Kaum drei­hun­dert Fisch­kut­ter sind noch in den küsten­na­hen Gewäs­sern zwi­schen Flens­burg und Ahl­beck unter­wegs, die mei­sten in Meck­len­burg-Vor­pom­mern. Knapp tau­send Küsten­fi­scher waren es im ein­sti­gen Bezirk Rostock, inzwi­schen lebt nur noch jeder Fünf­te vom Fisch­fang. Und die Zahl wird immer klei­ner. Die Zunft hat kei­ne Zukunft: zu hoch die Umwelt­auf­la­gen, zu nied­rig die erlaub­ten Fang­quo­ten. Beim Hering, dem »Brot­fisch« der Ost­see­fi­scher, wur­de die Fang­men­ge beson­ders dra­ma­tisch redu­ziert. 1995 zog man noch 100.000 Ton­nen aus dem Was­ser, heu­te sind den Küsten- und Kut­ter­fi­schern nur noch 1.000 Ton­nen im Jahr erlaubt. Über­fi­schung und auch der Kli­ma­wan­del haben den Herings­be­stand stark redu­ziert. Einer der wesent­li­chen Grün­de: Durch die frü­he­re Erwär­mung des Was­sers lai­chen die Fische frü­her ab, doch die Haupt­nah­rung des Herings­nach­wuch­ses ist dann noch nicht da: klei­ne Kreb­se. Sie fol­gen einem ande­ren bio­lo­gi­schen Kalen­der. Nur die spä­ten Herings­lai­che über­le­ben. Um deren Art zu erhal­ten, müs­sen sich die Herings­fi­scher beschei­den. Auch hier wird um Kom­pro­mis­se gerun­gen, die – wie wohl meist bei aus­glei­chen­den Lösungs­ver­su­chen – kei­ne Sei­te aus­rei­chend befrie­di­gen. Der Fisch­be­stand reicht allen­falls für die heu­ti­ge hal­be Flot­te. Doch die tra­di­tio­nel­le Küsten­fi­sche­rei ist kaum den Übel­tä­tern zuzu­rech­nen. Zudem sorgt sie für kur­ze Lie­fer­we­ge: Das, was die­se weni­gen hun­dert Men­schen aus dem Was­ser zie­hen, lan­det in Pfan­nen und Tie­geln an der Küste. Frisch, nicht tief­ge­fro­ren und über den Atlan­tik geflogen.

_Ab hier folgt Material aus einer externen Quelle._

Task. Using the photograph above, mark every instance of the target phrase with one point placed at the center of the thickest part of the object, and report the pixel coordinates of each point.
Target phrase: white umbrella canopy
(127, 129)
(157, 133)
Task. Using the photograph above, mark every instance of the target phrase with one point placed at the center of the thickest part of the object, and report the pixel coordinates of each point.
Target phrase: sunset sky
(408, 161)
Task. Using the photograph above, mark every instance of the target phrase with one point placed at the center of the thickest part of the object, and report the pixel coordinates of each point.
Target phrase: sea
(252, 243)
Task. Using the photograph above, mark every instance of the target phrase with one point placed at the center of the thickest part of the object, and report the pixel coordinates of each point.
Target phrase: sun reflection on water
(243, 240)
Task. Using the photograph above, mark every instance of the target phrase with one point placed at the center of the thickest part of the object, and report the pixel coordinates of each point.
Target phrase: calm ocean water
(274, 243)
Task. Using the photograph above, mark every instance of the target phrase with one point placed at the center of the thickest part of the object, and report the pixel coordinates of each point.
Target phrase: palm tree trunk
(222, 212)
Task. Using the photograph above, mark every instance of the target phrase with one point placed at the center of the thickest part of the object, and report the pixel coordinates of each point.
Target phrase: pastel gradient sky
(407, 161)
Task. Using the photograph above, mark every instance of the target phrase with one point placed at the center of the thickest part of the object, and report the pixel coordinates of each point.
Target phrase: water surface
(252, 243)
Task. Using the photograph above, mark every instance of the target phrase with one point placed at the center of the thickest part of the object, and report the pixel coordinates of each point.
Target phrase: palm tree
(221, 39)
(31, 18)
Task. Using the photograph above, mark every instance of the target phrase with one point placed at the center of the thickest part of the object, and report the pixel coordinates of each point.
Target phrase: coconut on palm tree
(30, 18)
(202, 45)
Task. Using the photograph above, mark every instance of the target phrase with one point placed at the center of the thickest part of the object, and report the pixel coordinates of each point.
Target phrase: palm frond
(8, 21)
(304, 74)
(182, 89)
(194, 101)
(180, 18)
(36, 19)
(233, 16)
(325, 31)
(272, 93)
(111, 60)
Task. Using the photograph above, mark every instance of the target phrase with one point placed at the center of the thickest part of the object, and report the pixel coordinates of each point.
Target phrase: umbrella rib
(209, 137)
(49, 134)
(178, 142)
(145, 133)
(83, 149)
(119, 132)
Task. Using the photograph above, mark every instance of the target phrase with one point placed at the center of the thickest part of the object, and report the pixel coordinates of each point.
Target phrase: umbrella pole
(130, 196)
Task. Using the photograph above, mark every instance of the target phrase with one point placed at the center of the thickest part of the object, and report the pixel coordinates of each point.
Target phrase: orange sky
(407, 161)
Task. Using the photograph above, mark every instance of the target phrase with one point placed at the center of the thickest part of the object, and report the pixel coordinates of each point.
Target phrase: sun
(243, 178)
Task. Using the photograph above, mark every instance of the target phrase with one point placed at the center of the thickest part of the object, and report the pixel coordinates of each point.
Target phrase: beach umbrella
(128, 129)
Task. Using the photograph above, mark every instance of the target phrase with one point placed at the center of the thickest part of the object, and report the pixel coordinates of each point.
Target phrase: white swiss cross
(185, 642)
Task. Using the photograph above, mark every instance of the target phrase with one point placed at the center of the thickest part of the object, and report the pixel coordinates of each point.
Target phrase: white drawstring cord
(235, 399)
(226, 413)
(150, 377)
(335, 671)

Hin­zu­ge­kom­men ist das Pro­blem mit den Kegel­rob­ben, die sich in der Ost­see aus­brei­ten. Sie fres­sen die in den Stell­net­zen gefan­ge­nen Herin­ge. Nicht nur, dass dadurch den Fischern Fisch ver­lo­ren geht: Sie müs­sen auch die Grä­ten müh­sam aus den Net­zen pulen – was über­mä­ßig viel Zeit in Anspruch nimmt, in der nichts ver­dient wird. Im Greifs­wal­der Bod­den, fünf­hun­dert Qua­drat­ki­lo­me­ter groß, jagen inzwi­schen fast hun­dert Kegel­rob­ben. Die Natur­schüt­zer freut’s, die Tou­ri­sten nicht min­der. Unterm Strich jedoch heißt das Fazit des in Kopen­ha­gen ansäs­si­gen Inter­na­tio­nal Coun­cil for the Explo­ra­ti­on of the Sea (ICES): »Die Ost­see-Fische­rei steht vor dem größ­ten Umbruch seit der Wende.«

Die Por­träts der Küsten­fi­scher, die über den Som­mer in Ahl­beck stu­diert wer­den kön­nen, haben Franz Bischof und Jan Kuchen­becker geschaf­fen. Gezeigt wer­den sie im Rah­men des Umwelt­fe­sti­vals »hori­zon­te zingst«, das ohne Unter­stüt­zung hono­ri­ger Spon­so­ren nicht zustan­de gekom­men wäre. Den­noch gebüh­ren Bei­fall und Aner­ken­nung den bei­den Licht­bild­nern. Kuchen­becker, Ham­bur­ger vom Jahr­gang 1989, und der gebür­ti­ge Ber­li­ner Bischof haben zwi­schen Okto­ber 2018 und Febru­ar 2019 Ost­see­fi­scher foto­gra­fiert – »fast lücken­los an der gesam­ten deut­schen Ost­see­kü­ste von Ost nach West«. Die ins­ge­samt 228 Por­träts sind zwar gestellt, ande­ren­falls wären sie tech­nisch nicht der­art exzel­lent, und sie erschei­nen auch nicht wie aus einem Guss. Aber man spürt kaum, dass sie insze­niert wur­den: Die Men­schen tra­gen ihr Arbeits­zeug, sind abge­spannt, müde und melan­cho­lisch, erkenn­bar kom­men sie von Arbeit auf See, das Ölzeug trägt oft die Spu­ren der ver­gan­ge­nen Schicht.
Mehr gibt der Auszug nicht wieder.